Rede von Tobias Peter am 25. März 2026 zum Antrag "Wiederaufnahme der Verkehrs- und Stadtraumplanung für Bayerischen Platz"
Foto: Martin Jehnichen- es gilt das gesprochene Wort -
Sehr geehrter Herr Oberbürgermeister, werte Beigeordnete, liebe Kolleginnen und Kollegen, werte Gäste,
der Zustand des Bayerischen Platz ist für viele Leipzigerinnen und Leipzig ein Stein des Anstoßes – im wahrsten Sinne des Wortes, denn er ist in weiten Teilen eine einzige Steinwüste.
Eine Steinwüste mit enormer sommerlicher Aufhitzung, einem oft überlasteten Verkehrsraum und fehlender Aufenthaltsqualität.
Obwohl der Bayerische Platz ein zentraler Knotenpunkt im Herzen unserer Stadt ist, wird er seit Jahrzehnten vernachlässigt.
Unsere Fraktion hat in den letzten Jahren immer wieder auf diesen Zustand hingewiesen und im Rat gefordert, wenigstens im Rahmen der Unterhaltsmaßnahmen die Aufenthalts- und Grünqualitäten etwas zu verbessern.
Es ist gut und wichtig, dass der Bayerische Platz im Stadtplatz für einen Komplettumbau vorgesehen ist. Wir haben hier die Chance, eine Mobilitätsdrehscheibe mit sicheren, attraktiven Wegen für alle neu zu organisieren.
Wir haben die Chance, versiegelte Flächen zu öffnen für Bäume, Grünflächen, Wasserflächen – gegen Hitzeinseln und dabei auch Biodiversität zu fördern. Die Leipziger*innen wollen das – kaum etwas stößt auf soviel begeisterte Zustimmung wie die Vision begrünter Plätze – das haben wir in den letzten Tagen gerade erst wieder auf unserem Fraktionsaccount gesehen.
Also: haben wir den Mut, das entschlossen anzugehen. Die Leipziger*innen verdienen einen Stadtraum mit hoher Aufenthaltsqualität mit Plätzen zum Verweilen, die Begegnungen ermöglichen – und nicht nur Durchgangsverkehr.
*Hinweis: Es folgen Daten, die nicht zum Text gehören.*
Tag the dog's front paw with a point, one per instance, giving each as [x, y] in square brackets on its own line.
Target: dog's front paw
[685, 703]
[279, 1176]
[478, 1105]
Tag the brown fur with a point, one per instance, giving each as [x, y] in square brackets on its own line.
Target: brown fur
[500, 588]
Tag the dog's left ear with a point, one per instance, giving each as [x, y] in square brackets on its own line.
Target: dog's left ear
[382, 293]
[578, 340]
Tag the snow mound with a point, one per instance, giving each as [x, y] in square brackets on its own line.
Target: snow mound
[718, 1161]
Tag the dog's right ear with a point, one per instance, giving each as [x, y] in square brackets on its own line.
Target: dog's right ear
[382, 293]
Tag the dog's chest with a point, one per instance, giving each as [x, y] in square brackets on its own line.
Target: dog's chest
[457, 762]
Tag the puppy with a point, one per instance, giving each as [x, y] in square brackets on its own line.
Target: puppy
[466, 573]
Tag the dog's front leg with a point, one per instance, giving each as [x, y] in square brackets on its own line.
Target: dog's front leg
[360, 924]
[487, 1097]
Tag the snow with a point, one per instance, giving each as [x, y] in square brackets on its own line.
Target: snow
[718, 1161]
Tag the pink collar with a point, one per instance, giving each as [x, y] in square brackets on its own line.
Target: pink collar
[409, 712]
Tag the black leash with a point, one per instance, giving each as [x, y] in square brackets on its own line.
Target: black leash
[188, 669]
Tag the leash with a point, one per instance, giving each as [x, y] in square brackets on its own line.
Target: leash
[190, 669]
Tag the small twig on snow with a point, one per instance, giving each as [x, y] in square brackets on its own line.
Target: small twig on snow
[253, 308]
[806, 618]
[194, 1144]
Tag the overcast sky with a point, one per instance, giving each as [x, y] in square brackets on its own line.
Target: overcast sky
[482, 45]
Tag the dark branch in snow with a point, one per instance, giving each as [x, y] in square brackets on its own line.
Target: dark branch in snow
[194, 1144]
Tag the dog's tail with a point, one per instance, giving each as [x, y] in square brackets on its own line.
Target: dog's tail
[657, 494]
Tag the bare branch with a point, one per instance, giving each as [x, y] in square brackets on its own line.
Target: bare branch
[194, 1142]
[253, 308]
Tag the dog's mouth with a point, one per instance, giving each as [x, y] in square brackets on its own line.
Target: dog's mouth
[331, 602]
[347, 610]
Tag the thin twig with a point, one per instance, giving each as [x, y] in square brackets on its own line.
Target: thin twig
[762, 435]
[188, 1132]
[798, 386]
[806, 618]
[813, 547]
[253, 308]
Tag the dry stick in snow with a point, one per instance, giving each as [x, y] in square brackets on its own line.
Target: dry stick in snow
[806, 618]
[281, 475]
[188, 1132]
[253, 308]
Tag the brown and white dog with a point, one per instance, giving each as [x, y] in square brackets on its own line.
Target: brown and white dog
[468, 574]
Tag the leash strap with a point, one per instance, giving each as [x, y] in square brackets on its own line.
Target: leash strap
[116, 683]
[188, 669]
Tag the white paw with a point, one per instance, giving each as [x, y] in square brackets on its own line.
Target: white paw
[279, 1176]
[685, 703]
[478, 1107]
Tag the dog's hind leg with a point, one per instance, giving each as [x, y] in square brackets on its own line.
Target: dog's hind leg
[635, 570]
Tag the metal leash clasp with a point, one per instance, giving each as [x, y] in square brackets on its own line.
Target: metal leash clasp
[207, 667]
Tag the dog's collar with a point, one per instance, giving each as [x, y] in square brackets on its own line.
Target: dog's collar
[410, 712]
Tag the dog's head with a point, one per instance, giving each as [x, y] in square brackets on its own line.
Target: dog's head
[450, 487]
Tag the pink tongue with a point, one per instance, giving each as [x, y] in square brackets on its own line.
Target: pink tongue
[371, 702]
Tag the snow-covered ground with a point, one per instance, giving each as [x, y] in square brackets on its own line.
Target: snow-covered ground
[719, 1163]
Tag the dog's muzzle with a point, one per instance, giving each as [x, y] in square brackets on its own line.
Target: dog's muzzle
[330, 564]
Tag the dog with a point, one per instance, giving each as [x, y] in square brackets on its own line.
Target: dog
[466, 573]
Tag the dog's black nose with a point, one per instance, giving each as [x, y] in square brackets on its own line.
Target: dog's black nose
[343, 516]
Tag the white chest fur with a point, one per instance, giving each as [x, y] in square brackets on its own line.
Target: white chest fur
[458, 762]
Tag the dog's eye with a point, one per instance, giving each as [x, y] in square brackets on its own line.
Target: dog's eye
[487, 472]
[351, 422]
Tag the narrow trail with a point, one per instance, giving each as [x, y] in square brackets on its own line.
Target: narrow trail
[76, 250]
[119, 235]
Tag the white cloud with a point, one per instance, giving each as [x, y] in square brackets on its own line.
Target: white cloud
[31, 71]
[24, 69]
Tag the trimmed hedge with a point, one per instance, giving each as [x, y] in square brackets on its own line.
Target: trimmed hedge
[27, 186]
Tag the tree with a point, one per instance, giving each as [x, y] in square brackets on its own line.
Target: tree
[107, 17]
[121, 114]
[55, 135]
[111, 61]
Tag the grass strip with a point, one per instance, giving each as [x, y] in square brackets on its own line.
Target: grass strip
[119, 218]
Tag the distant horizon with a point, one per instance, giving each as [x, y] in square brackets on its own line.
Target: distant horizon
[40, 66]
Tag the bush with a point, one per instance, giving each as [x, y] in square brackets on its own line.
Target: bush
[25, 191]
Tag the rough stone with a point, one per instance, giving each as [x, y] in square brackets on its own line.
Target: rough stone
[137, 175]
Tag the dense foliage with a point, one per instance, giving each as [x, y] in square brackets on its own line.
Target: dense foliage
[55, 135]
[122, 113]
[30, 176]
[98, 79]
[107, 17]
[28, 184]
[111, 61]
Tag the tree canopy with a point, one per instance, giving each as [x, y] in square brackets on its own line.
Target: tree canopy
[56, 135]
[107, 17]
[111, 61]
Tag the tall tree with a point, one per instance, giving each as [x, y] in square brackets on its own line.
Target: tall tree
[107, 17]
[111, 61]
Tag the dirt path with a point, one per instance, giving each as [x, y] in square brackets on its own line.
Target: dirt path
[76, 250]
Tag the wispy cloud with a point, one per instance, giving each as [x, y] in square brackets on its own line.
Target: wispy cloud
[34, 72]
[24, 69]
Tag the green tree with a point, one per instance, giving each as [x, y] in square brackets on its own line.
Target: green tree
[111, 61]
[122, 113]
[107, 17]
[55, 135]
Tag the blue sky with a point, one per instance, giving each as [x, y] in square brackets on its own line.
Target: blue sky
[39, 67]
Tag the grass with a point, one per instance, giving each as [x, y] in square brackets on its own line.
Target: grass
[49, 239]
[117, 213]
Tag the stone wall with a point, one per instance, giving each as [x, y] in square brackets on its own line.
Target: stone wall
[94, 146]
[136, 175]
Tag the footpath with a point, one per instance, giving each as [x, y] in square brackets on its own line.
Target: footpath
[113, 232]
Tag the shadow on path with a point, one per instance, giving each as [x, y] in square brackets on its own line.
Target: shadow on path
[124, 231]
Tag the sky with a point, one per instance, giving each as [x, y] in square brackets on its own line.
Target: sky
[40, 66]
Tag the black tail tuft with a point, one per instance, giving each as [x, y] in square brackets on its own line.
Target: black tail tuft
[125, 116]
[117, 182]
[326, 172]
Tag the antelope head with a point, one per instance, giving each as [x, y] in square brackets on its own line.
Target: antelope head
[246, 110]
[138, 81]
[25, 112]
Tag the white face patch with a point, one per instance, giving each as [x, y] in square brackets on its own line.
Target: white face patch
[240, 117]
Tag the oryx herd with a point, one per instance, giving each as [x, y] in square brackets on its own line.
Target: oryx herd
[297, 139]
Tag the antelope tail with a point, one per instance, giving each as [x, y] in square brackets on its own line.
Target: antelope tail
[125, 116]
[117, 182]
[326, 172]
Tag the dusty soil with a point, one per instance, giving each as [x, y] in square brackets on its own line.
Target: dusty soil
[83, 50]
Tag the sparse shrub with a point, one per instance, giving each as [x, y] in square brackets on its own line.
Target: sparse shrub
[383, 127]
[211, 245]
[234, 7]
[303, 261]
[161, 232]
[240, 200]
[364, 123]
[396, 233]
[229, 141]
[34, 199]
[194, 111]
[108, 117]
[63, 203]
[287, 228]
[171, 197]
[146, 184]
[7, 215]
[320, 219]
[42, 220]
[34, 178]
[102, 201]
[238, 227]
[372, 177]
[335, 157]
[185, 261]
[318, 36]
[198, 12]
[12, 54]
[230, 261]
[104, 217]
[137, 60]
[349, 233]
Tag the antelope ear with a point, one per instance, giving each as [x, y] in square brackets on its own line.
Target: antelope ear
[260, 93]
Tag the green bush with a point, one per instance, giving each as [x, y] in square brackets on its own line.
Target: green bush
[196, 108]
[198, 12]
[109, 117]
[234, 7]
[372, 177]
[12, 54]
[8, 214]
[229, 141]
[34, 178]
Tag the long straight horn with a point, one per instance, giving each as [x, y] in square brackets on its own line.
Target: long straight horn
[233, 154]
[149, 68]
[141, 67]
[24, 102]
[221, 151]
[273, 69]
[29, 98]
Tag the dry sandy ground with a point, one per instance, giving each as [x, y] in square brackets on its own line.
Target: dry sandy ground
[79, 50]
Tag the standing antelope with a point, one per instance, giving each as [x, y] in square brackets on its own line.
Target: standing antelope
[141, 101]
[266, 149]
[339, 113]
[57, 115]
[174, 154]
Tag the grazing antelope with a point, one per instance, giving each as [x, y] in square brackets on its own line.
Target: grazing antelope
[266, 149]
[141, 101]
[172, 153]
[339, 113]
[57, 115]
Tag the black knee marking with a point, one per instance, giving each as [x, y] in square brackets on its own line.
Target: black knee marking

Draußen ist für alle da!
Wir sind der CDU-Fraktion dankbar, dass sie das Thema wieder auf die Tagesordnung gesetzt hat – wir wissen, die Rahmenbedingungen im Haushalt sind schwierig, aber erste Schritte können und sollten wir gehen.
Deshalb sind die Eckpunkte, die seitens der Verwaltung für eine Phase Null vorgeschlagen wurden, richtig:
- die umfassende Prüfung und Neuordnung des Verkehrsraums unter Einbeziehung aller
Verkehrsträger (MIV, ÖPNV, Rad- und Fußverkehr)
- die Identifikation zusätzlicher Begrünungspotenziale
- die Überprüfung von Möglichkeiten zur städtebaulichen Fassung durch Neubauten oder
ergänzende bauliche Strukturen.
Gerade der letzte Punkt ist wichtig: der Bayerische Platz ist ein Dokument der Ostmoderne und als solcher auf jeden Fall erhaltenswert – gleichwohl kann der oft als zugig empfundene Platz in der Tat eine klarere bauliche Fassung vertragen.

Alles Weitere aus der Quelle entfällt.